By the time they get three or four records under their belt, most artists have found something that works, a technique that will save them from either 9-to-5-ing or doing session work. And they cling to that something with the tenacity of a small, frightened animal. For Stansfield, it's an obsessive compulsion for romance. Let's hope she holds on.
-- Martin Johnson
If you ever doubted that musicians, including that too-cool species sniffing around in the underground, are basically a bunch of bug-collecting, stamp-coveting, bottle cap-hoarding, baseball card-fondling, thimble-cataloging geeks -- only with a fetish for sound, rather than toys -- allow me to introduce you to Sonic Boom and his latest project (in the strictest science-fair sense), Spectrum. Mr. Boom (known pre-pseudonymously as Pete Kember) was of course a member of the eternal droners Spacemen 3, who achieved some renown years back by simply proselytizing about all the drugs they took while allowing their instruments to hum in a more-or-less player-free fashion. Take a line of feedback, interrupt it here and there with a few hesitant drum strikes when the percussionist remembers the stick in his hand, and there you have an instant Sonic Boom classic.
Which is not meant to be too dismissive. Many groups sound better when heard through the oddball sieve of college-radio programming, played against differing varieties of high weirdness, and the Spacemen 3 were no exception. But their output was really more interesting as an artifact than as an art form -- as an invoice for freedom, showing that someone could, and in fact was entirely willing to, be that weird and dull.
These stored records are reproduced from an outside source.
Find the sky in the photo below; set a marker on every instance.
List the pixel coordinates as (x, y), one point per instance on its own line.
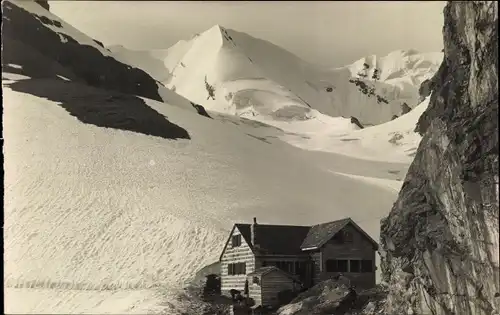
(327, 33)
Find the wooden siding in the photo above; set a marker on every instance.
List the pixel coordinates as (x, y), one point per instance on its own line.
(359, 248)
(242, 253)
(271, 284)
(254, 290)
(316, 258)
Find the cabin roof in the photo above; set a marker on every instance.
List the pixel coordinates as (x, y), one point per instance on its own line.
(319, 234)
(276, 239)
(293, 239)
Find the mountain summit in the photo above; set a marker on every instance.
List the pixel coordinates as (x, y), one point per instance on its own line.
(234, 73)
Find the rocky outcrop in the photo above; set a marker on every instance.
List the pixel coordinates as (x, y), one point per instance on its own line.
(89, 65)
(439, 244)
(44, 4)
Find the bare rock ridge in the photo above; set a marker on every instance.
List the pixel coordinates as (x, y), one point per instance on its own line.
(60, 68)
(439, 244)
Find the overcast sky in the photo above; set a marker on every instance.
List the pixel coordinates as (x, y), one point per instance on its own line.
(325, 33)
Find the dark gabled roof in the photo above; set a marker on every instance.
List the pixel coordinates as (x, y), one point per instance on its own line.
(291, 239)
(264, 270)
(275, 239)
(321, 233)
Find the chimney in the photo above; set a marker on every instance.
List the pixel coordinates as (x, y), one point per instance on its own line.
(252, 231)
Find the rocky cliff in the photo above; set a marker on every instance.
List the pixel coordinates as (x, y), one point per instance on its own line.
(439, 245)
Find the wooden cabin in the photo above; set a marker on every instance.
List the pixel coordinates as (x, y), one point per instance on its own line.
(310, 253)
(265, 284)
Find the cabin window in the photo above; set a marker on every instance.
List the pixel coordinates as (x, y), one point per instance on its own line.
(354, 265)
(236, 269)
(347, 237)
(236, 240)
(366, 266)
(337, 265)
(255, 280)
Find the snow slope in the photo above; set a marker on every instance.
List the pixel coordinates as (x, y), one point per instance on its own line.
(90, 208)
(106, 213)
(255, 78)
(151, 61)
(394, 141)
(47, 46)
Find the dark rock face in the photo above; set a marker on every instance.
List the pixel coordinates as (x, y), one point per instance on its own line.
(200, 110)
(103, 108)
(86, 62)
(405, 109)
(439, 244)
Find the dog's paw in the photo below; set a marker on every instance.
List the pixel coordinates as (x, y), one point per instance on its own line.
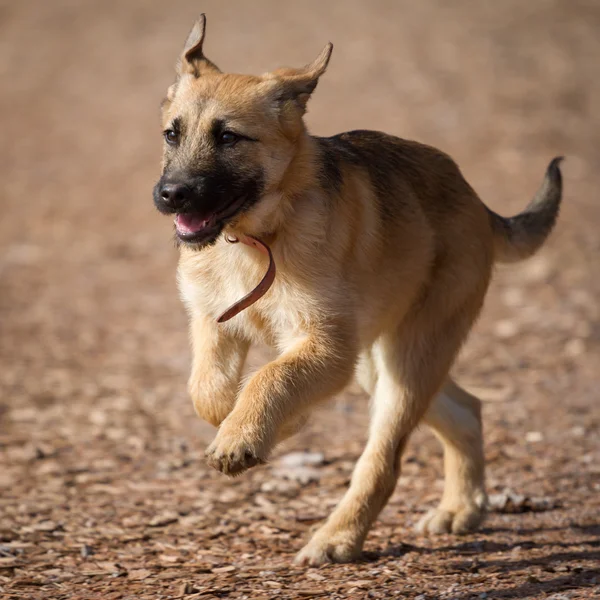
(235, 449)
(439, 520)
(329, 547)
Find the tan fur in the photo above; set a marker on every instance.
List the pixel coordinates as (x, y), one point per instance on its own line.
(381, 281)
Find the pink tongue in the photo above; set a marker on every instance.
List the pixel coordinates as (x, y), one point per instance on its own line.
(190, 223)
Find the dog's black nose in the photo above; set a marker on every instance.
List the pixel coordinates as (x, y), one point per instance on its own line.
(174, 195)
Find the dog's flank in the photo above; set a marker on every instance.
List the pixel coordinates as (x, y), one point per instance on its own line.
(384, 255)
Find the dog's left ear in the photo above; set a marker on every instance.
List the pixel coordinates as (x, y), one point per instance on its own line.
(299, 84)
(192, 59)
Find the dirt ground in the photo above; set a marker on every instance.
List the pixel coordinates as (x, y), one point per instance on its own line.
(105, 493)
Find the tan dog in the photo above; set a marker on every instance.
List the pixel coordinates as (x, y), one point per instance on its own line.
(383, 254)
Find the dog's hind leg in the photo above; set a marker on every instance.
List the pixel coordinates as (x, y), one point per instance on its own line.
(455, 417)
(412, 365)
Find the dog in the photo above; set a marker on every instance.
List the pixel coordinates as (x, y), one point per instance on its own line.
(378, 256)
Auditing such stuff with any focus proves difficult; it's like studying shopping music. (Drugs help; anything's better when it sits on a Ritz.) And Spectrum really isn't all that different, except that Boom and his new ancillary cronies have swapped the penis substitute of a guitar for the brain substitute of an electrode. Just look at the liner notes: Boom is credited with "EMS Synthi & VCS3, OSCar, Theremin, Serge Modular Music System, Vocoder & Vocals." (What was the model number on that last one?) Alf Hardy gets the nod for his "Voltage Controlled Synthesizers, Vocoder & Vibraphone," and extra special thanks go out to Pete Bassman for his ... nope, for his "Programming Vibrations." Throughout the liner notes are various pictures and diagrams of some of these technologies, as if showing us all the wires, dials, and switches gives the artists some sort of license.
And, of course, the results are once again listenable only in the most passive sense, as a sort of remote background radiation you might notice coming in on the dish once in a while, but then dismiss as nothing more than the odd bit of cosmic flatulence. Sure, there are words; on "Owsley," perhaps running short on LSD, Boom asks, "Owsley, where are you now?" But the words are just another atmospheric bubble, as essential to the understanding of a Spectrum track as any of the "Creature Feature" warbles or signal-to-noise ratios. Collegiate, iconoclastic, and obscure as it may be, this sort of experimentalism is far dorkier than anything Thomas Dolby ever came up with. But by all means, go out and secure this algebraic product for your personal shopping environment. Be a part of the underground. Be a geek.